Haskell base proposal: unifying vector-like types

See a typo? Have a suggestion? Edit this page on Github

DISCUSSION I've opened up a Discourse thread to discuss this post. I'll likely respond to comments here and on Twitter, but I'd like to move towards using the more official discussion channels when possible.

One of my greatest hopes for the Haskell Foundation is already beginning to be realized: better communication. I'm a member of the HF board and on the technical track. I've also been involved in some Discourse threads, and in particular two relevant threads for this blog post. I'm seeing a level of collaboration, interaction, and discussion of technical issues that has been lacking until now. I'm happy to see it happening, and hoping to see it continue.
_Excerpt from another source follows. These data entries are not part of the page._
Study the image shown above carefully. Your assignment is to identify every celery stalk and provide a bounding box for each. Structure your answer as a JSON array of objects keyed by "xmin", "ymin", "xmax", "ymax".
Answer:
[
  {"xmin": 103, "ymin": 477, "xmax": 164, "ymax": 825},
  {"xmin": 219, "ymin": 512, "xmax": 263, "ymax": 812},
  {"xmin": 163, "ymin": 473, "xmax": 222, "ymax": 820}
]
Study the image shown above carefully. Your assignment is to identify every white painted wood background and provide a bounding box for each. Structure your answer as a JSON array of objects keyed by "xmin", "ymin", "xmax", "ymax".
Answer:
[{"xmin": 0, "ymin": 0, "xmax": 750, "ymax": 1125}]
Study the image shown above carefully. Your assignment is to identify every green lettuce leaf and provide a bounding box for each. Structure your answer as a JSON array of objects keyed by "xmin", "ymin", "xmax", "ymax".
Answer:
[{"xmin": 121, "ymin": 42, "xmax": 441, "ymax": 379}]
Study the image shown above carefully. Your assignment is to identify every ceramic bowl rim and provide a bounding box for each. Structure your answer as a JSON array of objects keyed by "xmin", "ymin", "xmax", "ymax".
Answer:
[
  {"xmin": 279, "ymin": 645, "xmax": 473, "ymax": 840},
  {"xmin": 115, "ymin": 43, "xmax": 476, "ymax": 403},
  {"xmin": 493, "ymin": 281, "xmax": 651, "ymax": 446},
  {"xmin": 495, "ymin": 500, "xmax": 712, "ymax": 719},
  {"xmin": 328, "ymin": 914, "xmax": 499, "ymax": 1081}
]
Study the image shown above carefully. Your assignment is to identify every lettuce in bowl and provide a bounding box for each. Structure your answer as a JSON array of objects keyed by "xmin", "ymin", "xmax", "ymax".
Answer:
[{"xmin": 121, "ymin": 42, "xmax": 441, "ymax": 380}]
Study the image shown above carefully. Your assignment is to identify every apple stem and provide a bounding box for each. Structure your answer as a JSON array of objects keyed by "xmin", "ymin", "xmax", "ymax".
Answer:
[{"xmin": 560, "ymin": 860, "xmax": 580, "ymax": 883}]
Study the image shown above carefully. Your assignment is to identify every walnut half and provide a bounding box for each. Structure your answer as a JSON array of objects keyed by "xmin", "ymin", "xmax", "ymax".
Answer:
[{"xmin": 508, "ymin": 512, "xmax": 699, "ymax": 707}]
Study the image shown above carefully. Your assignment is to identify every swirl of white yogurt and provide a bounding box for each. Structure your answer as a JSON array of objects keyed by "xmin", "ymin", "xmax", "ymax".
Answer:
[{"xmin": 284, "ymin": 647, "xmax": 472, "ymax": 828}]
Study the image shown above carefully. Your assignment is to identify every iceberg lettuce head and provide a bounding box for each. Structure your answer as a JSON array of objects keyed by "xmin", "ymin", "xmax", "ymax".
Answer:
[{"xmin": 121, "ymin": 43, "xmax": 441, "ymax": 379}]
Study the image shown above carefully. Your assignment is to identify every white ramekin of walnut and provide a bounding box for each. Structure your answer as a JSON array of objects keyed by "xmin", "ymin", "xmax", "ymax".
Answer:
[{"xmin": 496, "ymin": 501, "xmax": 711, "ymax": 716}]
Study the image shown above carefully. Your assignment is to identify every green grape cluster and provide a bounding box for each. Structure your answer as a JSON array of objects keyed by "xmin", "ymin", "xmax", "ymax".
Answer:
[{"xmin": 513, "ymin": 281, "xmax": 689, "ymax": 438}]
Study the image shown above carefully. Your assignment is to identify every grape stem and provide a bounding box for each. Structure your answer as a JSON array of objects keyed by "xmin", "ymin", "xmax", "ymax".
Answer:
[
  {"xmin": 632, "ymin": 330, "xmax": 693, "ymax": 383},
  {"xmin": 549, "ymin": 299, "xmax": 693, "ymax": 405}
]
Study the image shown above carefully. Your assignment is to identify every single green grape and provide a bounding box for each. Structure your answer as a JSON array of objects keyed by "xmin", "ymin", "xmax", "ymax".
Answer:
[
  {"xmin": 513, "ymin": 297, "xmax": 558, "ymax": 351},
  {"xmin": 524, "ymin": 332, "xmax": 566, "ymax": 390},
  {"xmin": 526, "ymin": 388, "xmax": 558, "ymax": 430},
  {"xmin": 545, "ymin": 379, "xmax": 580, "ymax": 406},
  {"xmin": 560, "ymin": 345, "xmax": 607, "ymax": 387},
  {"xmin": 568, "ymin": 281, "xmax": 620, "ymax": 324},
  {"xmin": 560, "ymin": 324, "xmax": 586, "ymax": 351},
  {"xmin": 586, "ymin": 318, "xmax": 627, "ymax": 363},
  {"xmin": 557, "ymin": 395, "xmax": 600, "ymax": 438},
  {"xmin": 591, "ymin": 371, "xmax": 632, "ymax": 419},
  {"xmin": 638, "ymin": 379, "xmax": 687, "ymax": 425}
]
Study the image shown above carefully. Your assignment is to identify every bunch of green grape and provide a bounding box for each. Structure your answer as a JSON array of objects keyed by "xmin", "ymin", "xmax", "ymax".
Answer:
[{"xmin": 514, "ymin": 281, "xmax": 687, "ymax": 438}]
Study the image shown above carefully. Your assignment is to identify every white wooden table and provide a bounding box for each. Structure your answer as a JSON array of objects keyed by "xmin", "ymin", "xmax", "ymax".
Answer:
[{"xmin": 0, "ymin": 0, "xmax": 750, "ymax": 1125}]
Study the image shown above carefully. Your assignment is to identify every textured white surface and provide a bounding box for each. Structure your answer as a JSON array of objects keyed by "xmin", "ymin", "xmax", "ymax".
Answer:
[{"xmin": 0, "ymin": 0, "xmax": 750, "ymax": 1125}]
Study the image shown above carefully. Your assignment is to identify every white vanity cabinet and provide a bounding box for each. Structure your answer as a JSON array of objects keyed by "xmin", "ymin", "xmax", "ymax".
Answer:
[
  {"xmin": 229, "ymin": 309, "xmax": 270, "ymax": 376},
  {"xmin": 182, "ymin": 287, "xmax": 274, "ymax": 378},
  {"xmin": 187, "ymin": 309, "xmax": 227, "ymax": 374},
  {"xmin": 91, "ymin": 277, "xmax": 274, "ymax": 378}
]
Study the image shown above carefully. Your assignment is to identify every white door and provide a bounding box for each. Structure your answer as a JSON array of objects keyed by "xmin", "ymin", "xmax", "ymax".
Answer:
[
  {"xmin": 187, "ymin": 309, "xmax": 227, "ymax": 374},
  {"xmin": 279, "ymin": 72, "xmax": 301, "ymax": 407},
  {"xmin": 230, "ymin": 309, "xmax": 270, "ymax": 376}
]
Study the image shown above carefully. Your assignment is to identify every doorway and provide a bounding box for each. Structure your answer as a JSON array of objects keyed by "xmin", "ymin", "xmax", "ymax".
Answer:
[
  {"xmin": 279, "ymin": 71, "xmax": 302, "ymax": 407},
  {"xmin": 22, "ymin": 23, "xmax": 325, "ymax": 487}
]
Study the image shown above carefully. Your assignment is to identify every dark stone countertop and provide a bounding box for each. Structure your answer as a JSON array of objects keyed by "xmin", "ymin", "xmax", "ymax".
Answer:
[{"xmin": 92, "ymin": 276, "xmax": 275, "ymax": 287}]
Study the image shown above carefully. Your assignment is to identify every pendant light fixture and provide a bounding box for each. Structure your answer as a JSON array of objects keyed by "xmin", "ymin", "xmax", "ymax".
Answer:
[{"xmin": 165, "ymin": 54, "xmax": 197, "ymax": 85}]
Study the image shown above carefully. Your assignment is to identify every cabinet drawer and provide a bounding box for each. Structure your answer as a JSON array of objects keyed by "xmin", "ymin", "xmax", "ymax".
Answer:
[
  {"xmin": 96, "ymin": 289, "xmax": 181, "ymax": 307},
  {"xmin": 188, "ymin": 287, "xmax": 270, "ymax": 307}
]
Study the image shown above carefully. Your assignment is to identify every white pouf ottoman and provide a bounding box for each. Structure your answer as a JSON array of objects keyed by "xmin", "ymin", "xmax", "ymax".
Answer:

One of the most animated discussions has been around the topic of revising base, a new standard library, and alternative preludes. Plenty of my previous blog posts have already touched on my thoughts, but in a negative light: here are some problems. Today, I want to focus in on one area with a concrete solution. And I'm choosing this because I think it's an underappreciated problem, and one that we can actually solve, now that we have real collaboration between GHC, core library maintainers, and alternative prelude authors.

The problem

If you want to represent a sequence of data in Haskell today, you have too many options:

A lazy list
A Seq (which, unfortunately, almost no one uses)
A strict and lazy ByteString for Word8s
A strict and lazy Text for Chars
A boxed vector (plus its mutable version)
An unboxed vector for types with Unbox instances
A storable vector for types with Storable instances
Builders for constructing data, both in bytestring and (unfortunately, more on that later) text flavors

I know this, because it's part of my Applied Haskell training, and I always feel a bit embarrassed having to explain all of this. It's a lot of cognitive overhead for new users, the libraries somewhat fight over which thing to use, and there are some hidden traps and performance costs. For example:

Using a ByteString for small, long-lived data can lead to memory fragmentation due to pinned memory usage (which is why ShortByteString exists... something I didn't even mention above)
Text and ByteString have completely different representations, and therefore converting between them is an expensive operation. Note that, contrary to popular belief, switching to UTF-8 in text won't solve this (though it's still a good idea for reducing memory usage). The problem is, again, pinned versus unpinned memory.
The only packed representation of data that works for everything is a boxed Vector (ignoring other packages like array and massiv), but that boxing is a ridiculously high overhead for many cases.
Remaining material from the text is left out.